34 meters long, 16 wide and 17 high, and it’s completely frescoed. The Salone dei Giganti of Palazzo Bentivoglio is an astonishment to be discovered even if it's empty.
In the upper part of the room there is a long frieze that houses 22 monochrome allegories, alternating with panoplies, which allude to the virtues, magnificence, arts and culture of the Marquis Enzo Bentivoglio (the frieze i salso surmounted by a cornice with denticles – also painted – that once pretended to hold a coffered ceiling, but it’s disappeared now).
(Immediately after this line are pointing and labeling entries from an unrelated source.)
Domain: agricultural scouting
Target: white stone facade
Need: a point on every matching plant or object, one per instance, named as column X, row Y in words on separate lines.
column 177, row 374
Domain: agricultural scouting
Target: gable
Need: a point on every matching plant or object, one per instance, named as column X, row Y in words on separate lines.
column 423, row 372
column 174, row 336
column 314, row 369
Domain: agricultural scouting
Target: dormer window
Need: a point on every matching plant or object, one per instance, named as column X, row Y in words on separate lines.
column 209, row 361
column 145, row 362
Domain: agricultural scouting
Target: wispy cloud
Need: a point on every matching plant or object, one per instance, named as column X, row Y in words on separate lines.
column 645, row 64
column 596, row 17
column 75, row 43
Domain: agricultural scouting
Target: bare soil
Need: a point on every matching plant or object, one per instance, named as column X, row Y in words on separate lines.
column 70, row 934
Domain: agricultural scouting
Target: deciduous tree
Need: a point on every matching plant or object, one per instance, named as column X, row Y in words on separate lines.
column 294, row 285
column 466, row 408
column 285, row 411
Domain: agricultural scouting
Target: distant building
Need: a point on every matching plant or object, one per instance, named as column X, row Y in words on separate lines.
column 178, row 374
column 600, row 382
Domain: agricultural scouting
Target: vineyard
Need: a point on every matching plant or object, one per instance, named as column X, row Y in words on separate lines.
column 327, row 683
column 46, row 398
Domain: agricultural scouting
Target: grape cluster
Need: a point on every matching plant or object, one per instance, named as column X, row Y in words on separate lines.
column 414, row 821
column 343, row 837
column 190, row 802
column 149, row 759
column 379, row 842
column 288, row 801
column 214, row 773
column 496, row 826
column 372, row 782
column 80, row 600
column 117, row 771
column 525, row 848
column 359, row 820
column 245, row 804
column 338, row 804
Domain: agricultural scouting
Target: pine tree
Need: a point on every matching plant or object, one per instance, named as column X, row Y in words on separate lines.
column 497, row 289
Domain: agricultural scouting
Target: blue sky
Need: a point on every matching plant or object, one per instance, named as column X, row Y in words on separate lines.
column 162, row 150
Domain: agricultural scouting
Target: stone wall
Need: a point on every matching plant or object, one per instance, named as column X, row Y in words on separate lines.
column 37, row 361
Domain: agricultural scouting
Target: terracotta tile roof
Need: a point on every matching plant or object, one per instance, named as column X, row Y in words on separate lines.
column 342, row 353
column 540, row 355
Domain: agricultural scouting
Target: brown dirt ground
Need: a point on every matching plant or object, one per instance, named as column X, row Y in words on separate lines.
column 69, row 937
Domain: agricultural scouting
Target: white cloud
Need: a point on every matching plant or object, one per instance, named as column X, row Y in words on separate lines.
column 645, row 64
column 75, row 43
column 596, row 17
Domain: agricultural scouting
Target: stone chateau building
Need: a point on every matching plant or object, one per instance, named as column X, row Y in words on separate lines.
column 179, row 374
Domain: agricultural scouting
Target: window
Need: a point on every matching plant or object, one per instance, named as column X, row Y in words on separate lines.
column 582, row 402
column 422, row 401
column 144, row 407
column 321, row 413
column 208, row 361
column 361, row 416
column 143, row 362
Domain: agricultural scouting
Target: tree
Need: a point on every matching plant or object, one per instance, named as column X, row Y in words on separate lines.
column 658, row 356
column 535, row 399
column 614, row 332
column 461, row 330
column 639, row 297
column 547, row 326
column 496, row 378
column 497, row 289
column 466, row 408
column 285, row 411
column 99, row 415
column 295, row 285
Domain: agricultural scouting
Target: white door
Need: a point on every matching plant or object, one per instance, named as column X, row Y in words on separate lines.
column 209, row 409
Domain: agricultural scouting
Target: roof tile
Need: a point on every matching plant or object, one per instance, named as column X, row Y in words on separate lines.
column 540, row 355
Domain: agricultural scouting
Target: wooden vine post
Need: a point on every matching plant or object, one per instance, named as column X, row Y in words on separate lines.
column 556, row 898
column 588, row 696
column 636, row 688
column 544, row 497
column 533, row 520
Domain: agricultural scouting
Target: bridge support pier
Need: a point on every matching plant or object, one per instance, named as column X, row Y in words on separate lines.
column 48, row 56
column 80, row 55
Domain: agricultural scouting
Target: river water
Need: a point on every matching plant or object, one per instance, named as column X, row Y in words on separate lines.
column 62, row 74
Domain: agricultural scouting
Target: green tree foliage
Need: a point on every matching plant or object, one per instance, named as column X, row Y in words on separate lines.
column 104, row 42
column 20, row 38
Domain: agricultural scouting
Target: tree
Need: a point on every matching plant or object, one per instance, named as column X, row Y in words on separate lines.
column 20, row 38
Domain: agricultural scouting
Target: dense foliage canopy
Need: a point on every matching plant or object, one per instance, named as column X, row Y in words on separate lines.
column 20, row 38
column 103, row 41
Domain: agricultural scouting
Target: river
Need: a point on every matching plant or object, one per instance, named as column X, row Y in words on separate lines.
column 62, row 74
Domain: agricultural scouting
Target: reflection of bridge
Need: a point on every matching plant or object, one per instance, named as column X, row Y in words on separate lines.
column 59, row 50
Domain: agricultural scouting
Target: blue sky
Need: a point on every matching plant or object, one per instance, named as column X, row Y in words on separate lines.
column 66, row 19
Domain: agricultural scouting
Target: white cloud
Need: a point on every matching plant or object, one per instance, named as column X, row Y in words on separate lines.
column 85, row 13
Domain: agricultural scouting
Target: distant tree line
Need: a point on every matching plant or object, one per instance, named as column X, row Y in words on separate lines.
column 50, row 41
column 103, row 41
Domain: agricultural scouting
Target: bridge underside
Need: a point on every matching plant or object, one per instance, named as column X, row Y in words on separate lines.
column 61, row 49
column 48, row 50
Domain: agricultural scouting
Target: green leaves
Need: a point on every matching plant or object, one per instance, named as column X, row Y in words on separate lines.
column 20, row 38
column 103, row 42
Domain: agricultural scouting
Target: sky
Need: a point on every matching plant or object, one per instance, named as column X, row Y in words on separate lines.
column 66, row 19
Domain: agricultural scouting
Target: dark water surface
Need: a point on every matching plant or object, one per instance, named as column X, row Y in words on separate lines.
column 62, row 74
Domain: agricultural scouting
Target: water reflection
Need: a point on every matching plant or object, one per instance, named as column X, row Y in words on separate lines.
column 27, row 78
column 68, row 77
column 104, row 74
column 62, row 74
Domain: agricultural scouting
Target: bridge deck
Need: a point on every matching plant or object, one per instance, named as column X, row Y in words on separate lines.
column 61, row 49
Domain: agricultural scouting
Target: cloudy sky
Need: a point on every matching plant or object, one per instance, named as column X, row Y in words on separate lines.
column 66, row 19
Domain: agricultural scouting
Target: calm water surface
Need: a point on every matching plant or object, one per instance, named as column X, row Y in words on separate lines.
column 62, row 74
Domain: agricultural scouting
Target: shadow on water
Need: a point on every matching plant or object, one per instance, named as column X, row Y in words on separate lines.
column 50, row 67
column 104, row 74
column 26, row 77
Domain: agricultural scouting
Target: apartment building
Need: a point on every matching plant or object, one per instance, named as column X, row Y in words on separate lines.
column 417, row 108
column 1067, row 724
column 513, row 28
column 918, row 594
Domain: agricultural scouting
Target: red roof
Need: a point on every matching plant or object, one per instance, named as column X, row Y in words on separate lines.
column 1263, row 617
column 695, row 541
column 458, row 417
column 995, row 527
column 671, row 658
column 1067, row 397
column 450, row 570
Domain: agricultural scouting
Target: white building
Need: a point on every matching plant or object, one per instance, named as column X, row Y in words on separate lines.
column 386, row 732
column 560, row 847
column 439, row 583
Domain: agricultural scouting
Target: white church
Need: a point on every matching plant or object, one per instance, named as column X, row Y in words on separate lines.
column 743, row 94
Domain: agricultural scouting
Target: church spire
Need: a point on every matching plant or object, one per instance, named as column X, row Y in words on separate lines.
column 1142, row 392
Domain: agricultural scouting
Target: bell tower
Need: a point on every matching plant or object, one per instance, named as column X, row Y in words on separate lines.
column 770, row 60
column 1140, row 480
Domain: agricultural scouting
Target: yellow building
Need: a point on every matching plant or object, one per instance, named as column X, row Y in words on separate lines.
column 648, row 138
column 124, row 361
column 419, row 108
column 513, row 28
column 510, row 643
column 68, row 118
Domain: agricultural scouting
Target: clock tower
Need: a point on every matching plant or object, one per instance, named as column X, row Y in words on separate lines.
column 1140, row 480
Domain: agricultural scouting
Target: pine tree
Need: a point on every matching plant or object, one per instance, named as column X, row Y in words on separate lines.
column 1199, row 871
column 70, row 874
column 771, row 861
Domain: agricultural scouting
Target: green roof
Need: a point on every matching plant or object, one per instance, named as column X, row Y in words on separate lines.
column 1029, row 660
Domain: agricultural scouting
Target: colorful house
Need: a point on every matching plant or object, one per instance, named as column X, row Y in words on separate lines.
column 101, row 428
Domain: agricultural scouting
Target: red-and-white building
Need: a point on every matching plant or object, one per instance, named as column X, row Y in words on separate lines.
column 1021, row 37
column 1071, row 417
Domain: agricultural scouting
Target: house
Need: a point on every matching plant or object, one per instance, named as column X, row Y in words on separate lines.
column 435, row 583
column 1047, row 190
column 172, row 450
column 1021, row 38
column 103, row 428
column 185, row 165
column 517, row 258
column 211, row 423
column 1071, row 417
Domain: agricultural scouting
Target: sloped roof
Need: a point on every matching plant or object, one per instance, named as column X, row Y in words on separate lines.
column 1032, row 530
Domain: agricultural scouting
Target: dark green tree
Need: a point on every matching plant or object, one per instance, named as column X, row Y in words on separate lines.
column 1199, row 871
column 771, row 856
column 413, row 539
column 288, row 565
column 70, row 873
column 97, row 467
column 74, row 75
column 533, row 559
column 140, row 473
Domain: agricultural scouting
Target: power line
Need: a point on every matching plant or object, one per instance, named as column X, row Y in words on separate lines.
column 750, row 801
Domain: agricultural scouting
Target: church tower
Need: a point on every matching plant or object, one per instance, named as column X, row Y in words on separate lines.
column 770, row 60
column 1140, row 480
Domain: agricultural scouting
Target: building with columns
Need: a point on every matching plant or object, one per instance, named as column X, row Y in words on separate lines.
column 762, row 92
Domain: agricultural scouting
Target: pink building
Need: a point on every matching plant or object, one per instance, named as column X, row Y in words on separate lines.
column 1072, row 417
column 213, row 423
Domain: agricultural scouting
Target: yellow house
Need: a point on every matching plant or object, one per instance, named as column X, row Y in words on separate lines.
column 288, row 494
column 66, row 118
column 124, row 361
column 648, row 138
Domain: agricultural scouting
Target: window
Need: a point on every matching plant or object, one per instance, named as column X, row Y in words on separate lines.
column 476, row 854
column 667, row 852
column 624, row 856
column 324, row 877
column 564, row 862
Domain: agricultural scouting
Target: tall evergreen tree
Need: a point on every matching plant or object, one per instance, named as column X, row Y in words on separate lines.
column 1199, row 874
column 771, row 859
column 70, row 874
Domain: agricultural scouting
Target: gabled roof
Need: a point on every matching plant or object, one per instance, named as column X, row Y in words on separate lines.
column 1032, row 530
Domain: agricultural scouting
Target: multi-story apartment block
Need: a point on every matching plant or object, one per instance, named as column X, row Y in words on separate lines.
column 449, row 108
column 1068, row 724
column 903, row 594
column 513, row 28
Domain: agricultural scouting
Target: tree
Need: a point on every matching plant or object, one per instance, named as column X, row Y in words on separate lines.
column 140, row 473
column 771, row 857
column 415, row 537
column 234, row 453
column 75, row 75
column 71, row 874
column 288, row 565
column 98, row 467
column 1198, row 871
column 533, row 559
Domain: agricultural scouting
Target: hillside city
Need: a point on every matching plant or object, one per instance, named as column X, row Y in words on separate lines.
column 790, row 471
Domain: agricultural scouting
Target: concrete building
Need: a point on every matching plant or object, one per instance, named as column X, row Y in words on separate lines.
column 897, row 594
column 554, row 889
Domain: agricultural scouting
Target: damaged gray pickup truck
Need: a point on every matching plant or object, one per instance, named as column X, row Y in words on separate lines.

The second register presents a series of 26 polychrome half-naked telamons that, support the frieze and accompany with their presence the scenes of the Gerusalemme Liberata, these are framed by ficticiuos stucco and painted with green, amaranth, violet and yellow monochromes.
In the third register are illustrated some episodes of Torquato Tasso’s poems, that is in part visible in the overbunden (anticipated by some putti in ficticious stucco that hold the Bentivoglio’s coats of arms) and partly hidden by four paintings that should have housed four large trompe- l’oeil (it’s missing now) representing the splendour od the Bentivoglio family. Two of the four painting were made in 1628 by Giovanni da San Giovanni (Giovanni Manozzi), a painter from Arezzo and working in Rome.
In the fourth register, at floor level, are frescoed six ficticious doors. At the same time, eight plinths with statues of Roman emperors emerge under the four paintings, at the level of the third register (only six of them remain today).
The room was fresced by Pier Francesco Battistelli, a painter from Ferrara, and his collaborators. The decorative structure is influenced by Carracci’s school and Guercino (Battistelli had been his close collaborator in his youth).